Infine c’è pure spazio per una questione morale, di un problema di opportunità politico sportiva non da poco conto. Infatti da alcuni anni quel Genoa squadrone e temuto (certamente forte, si, è innegabile!) si trovava nell’occhio del ciclone, subite alcune condanne plurime per la condotta di operazioni sleali, culminate negli scandali dei cosiddetti ‘atti di professionismo’, cioè l’acquisto di foot-ballers vietato da Regolamento e spirito dilettantistico decoubertiniano del tempo. Mi riferisco agli illeciti Fresia, Santamaria, Sardi, Berardo e Swift: l’accusa mosse contro il ‘creativo’ presidente-imprenditore George Davidson, evidentemente scaltro nel maneggiare il calcio dilettantistico in altra modalità. Il Genoa nel 1914 rischiò persino la radiazione, sventata dalla retorica dell’abile difesa di Edoardo Pasteur, lo stesso che poi ritroviamo al centro della trattativa che ricompose l’emorragia dei transfughi dalla Federcalcio nel 1921, quando il Settimo Sigillo rossoblù entrò nel palmares genoano, defraudata la Lazio di Fortunato Ballerini e Guido Baccani di qualsiasi diritto sportivo maturato sui campi del Girone Finale dell’Italia Centrale.

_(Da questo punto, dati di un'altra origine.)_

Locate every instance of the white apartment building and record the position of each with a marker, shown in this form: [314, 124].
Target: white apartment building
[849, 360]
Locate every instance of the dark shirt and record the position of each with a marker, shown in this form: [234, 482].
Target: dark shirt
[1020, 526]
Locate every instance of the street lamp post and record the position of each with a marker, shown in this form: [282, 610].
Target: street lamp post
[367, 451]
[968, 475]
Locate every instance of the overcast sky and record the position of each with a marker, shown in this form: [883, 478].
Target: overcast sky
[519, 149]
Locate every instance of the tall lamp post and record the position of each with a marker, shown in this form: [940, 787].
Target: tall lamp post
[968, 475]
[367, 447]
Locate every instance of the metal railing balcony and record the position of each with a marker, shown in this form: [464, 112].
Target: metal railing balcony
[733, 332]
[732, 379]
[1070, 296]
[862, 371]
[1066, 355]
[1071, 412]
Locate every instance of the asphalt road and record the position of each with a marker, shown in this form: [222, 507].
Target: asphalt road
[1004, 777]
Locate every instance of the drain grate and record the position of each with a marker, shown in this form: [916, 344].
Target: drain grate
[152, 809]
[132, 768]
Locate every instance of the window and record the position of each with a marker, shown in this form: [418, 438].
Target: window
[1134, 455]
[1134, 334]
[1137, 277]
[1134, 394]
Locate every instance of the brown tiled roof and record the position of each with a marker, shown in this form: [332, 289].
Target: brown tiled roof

Proprio perché carente di riferimenti giuridico sportivi – si domanda Maurizio Martucci – mi chiedo: fu decisione saggia e oculata quella di premiare l’immorale Grifone del mercato nero, il sodale recidivo, all’epoca il più sanzionato per conduzioni illecite, andando a discapito di compagini centro-meridionali ossequiose delle decoubertiane direttive federali?”.